BEIJING (Reuters) – China’s new yuan loans are expected to rebound in November from the previous month as the central bank seeks to bolster slowing growth in the world’s second-biggest economy.
Chinese banks are estimated to have issued 1.56 trillion yuan ($245.90 billion) in net new yuan loans last month, up from 826.2 billion yuan in October, according to the median estimate in the survey of 26 economists.
That would also be much higher than the 1.43 trillion yuan issued the same month a year earlier.
China’s central bank said on Monday it would cut the reserve requirement ratio (RRR) for banks on Dec. 15, its second such move this year, releasing 1.2 trillion yuan in long-term liquidity to bolster business activity.
On Tuesday, the central bank cut the rates on its relending facility by 25 basis points (bps) to support the rural sector and small firms.
Still, analysts see economic growth slowing futher into 2022 and expect further cautious policy easing in coming months.
China will continue to implement proactive fiscal policy and prudent monetary policy next year.
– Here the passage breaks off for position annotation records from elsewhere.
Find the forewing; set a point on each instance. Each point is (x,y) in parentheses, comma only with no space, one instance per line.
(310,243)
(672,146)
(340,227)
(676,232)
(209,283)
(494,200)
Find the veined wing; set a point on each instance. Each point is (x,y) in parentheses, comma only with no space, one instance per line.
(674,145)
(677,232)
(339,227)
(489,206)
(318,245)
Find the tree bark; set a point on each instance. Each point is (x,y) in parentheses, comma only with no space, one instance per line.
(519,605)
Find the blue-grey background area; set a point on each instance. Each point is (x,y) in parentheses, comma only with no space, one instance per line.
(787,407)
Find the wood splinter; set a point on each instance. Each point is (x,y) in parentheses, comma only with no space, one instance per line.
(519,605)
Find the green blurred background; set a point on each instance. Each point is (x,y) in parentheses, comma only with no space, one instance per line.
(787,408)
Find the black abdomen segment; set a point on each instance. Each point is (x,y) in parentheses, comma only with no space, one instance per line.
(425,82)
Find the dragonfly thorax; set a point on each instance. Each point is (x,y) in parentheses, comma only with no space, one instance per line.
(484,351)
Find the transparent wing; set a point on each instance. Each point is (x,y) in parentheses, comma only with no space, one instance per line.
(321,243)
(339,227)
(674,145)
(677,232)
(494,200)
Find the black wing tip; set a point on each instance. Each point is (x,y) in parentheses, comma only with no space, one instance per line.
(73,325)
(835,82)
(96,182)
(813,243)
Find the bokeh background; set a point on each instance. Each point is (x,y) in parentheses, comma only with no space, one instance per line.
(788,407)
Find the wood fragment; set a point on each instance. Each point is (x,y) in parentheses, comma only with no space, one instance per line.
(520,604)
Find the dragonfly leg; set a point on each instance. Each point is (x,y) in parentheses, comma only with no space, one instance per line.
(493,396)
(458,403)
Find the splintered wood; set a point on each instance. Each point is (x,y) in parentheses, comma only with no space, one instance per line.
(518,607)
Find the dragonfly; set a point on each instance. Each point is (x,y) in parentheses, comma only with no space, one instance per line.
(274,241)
It will keep economic operations within a reasonable range in 2022, the Politburo, the country’s top-decision making body, said this week.
Annual outstanding yuan loans were expected to grow by 11.9% for November, the same as in October and hovering at the lowest since May 2022, the poll showed. Broad M2 money supply growth in November was seen at 8.7%, the same as the previous month.
China’s local governments issued a net 2.91 trillion yuan in special bonds in the first 10 months, the finance ministry data have shown.
The government will strive for early issuance of 2022 special local government bonds.
Any acceleration in government bond issuance could help boost total social financing (TSF), a broad measure of credit and liquidity. Outstanding TSF growth slowed to 10.0% in October, unchanged from September.
In November, TSF is expected to rise to 2.7 trillion yuan from 1.59 trillion yuan in October.